Duchamp’s Fountain, Wikipedia, Alfred Stieglitz’s courtesy
If ‘statements’ or ‘concepts’ are really the core of ‘modern art’, does it make it really art? Is Duchamp’s fountain a piece of art just as Da Vinci’s Mona Lisa?
Well, if we look at the definition of art, it is, indeed, ‘the expression or application of human creative skill and imagination, typically in a visual form such as painting or sculpture, producing works to be appreciated primarily for their beauty or emotional power’, according to Oxford Language. Nothing about that is found is Duchamp’s urinal.

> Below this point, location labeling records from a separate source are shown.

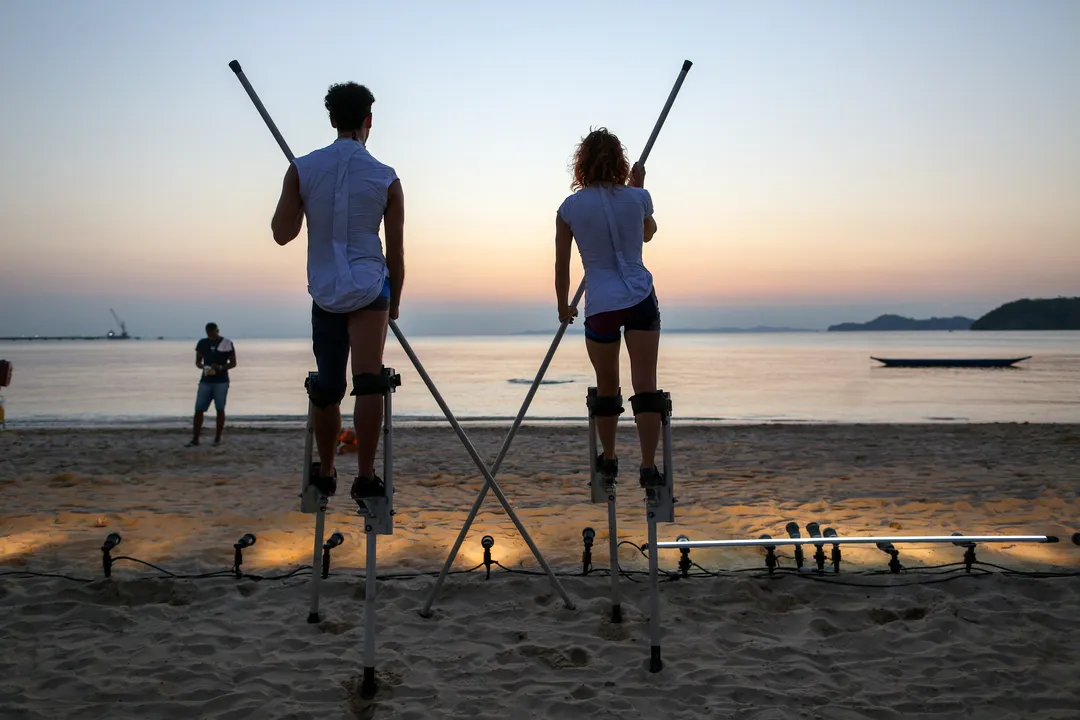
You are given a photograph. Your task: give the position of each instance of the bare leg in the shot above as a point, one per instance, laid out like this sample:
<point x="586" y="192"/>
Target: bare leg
<point x="605" y="360"/>
<point x="367" y="336"/>
<point x="326" y="423"/>
<point x="198" y="428"/>
<point x="644" y="347"/>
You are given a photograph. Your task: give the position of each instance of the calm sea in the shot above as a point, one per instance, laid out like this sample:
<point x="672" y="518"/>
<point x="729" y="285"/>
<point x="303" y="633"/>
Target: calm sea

Nevertheless, let’s examine what ‘statement’ means, since it became a main word in modern art’s jargon. According to Oxford language, it is ‘a definite or clear expression of something in speech or writing’. As we can see, art is the core of beauty, and statements are the core of written or expressed speech. So the question is, what ‘statement’ could lie underneath the famous urinal? Well, I cannot bring an accurate answer to this question , but I am pretty sure that it doesn’t have even a glimpse of beauty. Because again, beauty is ‘a combination of qualities, such as shape, color, or form, that pleases the aesthetic senses, especially the sight’, according to Oxford Language, and which hits me, because shape, color, forms, are at the core of art elements.
To conclude, in my personal opinion, this is enough to say that looking at one of the top leading so-called masterpieces in Modern Art, Duchamp’s Fountain (a porcelain urinal), makes me realize that Modern Art is stripped of its beauty.